I regret all the years of not giving 110% to my studies.

And now I have to pay for my consequences.

I’ve never been an exceptional student. Always been borderline average. Mediocre. I hate it.

I study, sure I do. Just like every other student, I too burn the midnight oil. Leaving the exam hall, I usually don’t feel too bad but my results show otherwise. After much disappointment, it’s almost like I’ve come to accept that I’m just not made for this. It’s absolutely terrible for me to think this way, but it’s true.

I knew my CMA didn’t look too good. But I avoided thinking about it. I was stupid.

And now that I’m closer to the end of this road, I just suddenly feel this great big burden on my shoulders.

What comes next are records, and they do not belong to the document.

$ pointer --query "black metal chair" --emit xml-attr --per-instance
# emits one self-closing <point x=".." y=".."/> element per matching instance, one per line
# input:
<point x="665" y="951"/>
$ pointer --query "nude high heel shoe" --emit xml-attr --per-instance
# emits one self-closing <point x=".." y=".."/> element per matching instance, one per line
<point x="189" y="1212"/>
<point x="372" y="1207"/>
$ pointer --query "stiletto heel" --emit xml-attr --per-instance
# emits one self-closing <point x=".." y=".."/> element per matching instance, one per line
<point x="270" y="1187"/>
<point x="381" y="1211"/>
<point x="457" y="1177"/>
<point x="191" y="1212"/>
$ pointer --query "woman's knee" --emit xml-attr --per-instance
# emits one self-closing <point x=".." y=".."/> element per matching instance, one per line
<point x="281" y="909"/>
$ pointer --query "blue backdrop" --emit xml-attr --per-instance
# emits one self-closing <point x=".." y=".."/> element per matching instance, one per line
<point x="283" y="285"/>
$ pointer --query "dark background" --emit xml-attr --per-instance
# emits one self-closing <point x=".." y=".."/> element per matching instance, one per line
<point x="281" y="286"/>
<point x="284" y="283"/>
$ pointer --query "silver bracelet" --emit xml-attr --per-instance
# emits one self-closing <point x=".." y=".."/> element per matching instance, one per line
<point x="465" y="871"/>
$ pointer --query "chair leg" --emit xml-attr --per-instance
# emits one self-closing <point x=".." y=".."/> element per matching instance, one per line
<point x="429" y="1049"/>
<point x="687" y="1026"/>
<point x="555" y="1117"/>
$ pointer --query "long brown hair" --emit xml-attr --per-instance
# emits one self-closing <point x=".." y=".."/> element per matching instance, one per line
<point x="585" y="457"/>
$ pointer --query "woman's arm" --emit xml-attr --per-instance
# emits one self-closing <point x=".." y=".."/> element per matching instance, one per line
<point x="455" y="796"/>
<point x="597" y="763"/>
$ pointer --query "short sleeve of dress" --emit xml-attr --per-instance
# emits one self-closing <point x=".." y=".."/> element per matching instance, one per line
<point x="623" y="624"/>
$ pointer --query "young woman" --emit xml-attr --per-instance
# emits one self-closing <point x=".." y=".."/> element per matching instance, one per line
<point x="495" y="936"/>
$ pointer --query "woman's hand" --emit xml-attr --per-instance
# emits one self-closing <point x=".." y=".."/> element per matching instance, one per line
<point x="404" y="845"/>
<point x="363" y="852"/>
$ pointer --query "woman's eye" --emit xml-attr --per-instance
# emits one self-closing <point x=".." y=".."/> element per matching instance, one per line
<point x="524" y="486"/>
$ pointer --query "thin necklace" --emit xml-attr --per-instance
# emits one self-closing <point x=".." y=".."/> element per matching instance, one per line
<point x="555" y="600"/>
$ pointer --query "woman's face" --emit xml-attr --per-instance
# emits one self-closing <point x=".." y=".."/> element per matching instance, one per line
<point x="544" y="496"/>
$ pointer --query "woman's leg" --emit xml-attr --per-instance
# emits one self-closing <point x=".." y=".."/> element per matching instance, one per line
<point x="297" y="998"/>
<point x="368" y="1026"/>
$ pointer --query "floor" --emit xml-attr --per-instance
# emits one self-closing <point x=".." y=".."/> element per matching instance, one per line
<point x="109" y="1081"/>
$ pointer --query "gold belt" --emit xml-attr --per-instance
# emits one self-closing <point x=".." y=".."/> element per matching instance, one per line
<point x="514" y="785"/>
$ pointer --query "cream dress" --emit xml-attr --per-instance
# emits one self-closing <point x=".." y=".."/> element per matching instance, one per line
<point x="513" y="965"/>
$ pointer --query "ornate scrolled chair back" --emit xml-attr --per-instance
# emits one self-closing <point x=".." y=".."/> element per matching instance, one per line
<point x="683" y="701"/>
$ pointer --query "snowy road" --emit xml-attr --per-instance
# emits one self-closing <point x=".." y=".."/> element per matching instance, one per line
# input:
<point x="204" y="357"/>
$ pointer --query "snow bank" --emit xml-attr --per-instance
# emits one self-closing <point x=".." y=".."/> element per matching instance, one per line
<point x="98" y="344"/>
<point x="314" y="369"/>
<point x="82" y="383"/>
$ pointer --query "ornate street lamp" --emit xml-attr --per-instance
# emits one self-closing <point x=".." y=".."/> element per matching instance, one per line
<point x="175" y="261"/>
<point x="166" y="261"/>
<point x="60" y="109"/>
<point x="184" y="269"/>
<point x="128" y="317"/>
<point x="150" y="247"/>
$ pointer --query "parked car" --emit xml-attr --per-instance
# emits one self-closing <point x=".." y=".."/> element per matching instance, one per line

Me, a student who gets no more than a credit in every paper.. Aiming to graduate with a distinction?

Am I being realistic here?

I just can’t bear the thought of my parents spending ~RM28 000 to attend the graduation of their daughter whose merely graduating with a merit.

And it doesn’t get any better knowing that my closest buddies will be walking away with a distinction without me.

I have to put in every ounce of physical and mental energy to push my CMA to a borderline distinction. I already feel exhausted just thinking of what I have to do to redeem myself.

Shit. I know it’s gonna be SO worth it.